Martial et Odette viennent d’acquérir pour leurs vieux jours une maison dans une de ces nouvelles résidences pour seniors du sud de la France. « Les Conviviales », dixit la brochure qui a motivé leur achat, c’est « une résidence clôturée et sécurisée », « des maisons dédiées au confort », « du soleil toute l’année », « une piscine chauffée au solaire », etc. Seulement, lorsqu’ils arrivent, ils se retrouvent seuls – à l’exception de M. Flesh, le vigile/homme à tout faire – dans la résidence certes flambant neuve mais déserte.

 

Mon avis

« En général dans ces guerres nouvelles, il faisait beau.
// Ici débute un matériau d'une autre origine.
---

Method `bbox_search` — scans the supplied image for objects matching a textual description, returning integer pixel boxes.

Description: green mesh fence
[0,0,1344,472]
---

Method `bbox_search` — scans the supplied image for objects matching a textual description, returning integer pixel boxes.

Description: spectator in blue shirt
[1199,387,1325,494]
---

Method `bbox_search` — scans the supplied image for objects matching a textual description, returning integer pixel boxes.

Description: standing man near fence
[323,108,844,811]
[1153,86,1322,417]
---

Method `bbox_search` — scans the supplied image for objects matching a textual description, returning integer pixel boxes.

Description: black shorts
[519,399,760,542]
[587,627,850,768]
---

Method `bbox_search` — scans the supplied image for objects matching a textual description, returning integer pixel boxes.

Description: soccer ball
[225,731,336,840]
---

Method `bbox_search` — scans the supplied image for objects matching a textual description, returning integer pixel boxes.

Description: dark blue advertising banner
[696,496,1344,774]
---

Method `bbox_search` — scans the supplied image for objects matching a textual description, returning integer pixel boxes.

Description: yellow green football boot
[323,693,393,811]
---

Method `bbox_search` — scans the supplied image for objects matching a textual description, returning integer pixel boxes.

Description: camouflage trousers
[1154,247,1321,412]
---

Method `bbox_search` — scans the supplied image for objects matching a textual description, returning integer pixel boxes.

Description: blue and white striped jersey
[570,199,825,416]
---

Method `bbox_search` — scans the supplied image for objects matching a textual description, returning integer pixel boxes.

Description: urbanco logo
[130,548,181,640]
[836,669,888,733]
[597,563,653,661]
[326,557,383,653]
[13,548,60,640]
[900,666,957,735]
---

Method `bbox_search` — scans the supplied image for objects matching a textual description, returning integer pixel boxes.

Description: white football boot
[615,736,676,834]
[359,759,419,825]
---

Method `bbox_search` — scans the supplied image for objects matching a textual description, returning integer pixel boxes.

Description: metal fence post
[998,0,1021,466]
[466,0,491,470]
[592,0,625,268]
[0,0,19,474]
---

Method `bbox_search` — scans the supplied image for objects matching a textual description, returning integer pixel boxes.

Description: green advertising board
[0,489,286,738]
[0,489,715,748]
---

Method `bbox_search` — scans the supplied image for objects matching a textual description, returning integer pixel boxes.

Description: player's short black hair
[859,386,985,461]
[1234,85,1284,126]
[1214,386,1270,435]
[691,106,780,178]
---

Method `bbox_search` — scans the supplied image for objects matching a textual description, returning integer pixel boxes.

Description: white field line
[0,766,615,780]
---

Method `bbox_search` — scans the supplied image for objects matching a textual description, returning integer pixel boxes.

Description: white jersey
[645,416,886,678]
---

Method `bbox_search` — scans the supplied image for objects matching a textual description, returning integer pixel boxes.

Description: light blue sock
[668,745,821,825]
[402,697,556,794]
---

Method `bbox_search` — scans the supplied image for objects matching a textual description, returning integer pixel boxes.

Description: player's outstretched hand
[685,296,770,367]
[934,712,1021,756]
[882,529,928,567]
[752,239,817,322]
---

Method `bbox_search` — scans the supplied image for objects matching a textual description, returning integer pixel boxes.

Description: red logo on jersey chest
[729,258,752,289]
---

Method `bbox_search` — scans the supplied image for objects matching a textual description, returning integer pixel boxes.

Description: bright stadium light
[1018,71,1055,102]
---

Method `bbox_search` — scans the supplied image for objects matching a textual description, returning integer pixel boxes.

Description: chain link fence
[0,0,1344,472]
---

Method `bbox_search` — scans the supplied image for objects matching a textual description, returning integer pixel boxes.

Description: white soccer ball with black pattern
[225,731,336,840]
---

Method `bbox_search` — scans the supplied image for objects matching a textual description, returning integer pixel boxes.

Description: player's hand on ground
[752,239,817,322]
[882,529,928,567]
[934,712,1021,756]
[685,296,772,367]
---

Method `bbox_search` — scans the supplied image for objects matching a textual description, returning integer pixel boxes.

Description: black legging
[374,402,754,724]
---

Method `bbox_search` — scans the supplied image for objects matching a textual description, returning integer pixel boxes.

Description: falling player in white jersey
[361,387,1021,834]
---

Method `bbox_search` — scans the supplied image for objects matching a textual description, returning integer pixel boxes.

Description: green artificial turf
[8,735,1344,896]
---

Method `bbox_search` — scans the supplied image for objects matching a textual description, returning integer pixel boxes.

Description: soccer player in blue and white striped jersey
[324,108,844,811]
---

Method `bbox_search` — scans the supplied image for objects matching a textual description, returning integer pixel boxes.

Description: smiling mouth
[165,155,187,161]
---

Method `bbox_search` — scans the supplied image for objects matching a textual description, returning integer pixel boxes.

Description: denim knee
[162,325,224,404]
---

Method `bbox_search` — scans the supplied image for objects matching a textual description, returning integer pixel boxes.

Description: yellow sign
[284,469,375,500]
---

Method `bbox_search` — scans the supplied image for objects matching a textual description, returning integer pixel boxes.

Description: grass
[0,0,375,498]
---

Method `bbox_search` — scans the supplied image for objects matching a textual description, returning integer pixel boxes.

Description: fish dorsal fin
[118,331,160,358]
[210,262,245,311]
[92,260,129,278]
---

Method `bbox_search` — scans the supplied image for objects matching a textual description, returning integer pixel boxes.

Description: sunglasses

Tout le temps. À l’instar des seniors, la guerre avait décidé de finir ses jours dans les pays chauds. Jamais en Norvège ni en Finlande. Il avait vu cet homme soulever à bout de bras le cadavre d’un nouveau-né. Un enfant d’un jour… de vingt-quatre heures… Qu’avait-il pu penser de ce si bref séjour parmi nous ?… vingt-quatre heures, sous le feu des bombes… Il ne saignait pas, on aurait dit une fève de galette des Rois. La guerre à la télé ne faisait pas peur. On se disait que le monde était en chantier. […] On ne savait jamais très bien où ça se passait tout ça. Loin. Martial préférait les images de nuit, ces feux d’artifice vert fluo qui éclaboussaient l’écran. Mais pour l’instant, on avait cessé le feu. Trop fatigué, la suite au prochain numéro. Dommage, il n’avait pas envie de dormir. Il se fit un lait glacé avec du sirop d’orgeat qu’il alla boire dehors, sous les étoiles. »

Tandis qu’Odette s’occupe à aménager sa nouvelle maison, Martial trouve ses journées interminables. Personne avec qui parler, rien à faire, et en plus il fait moche… Heureusement, de nouveaux habitants arrivent peu à peu. Maxime et Marlène, un couple de riches vieux beaux qu’on croirait sortis d’une de ces pubs pour dentier ou mutuelle. Il y a aussi Léa, qui emménage seule. Pour les autres, les paris peuvent aller bon train : veuve ? vieille fille ? bizarre ? Les uns et les autres font plus ou moins semblant de devenir amis tout en s’épiant et en médisant. Le portail garanti haute sécurité tombe en panne et des gitans rôderaient à l’extérieur faisant monter la tension parmi les résidents.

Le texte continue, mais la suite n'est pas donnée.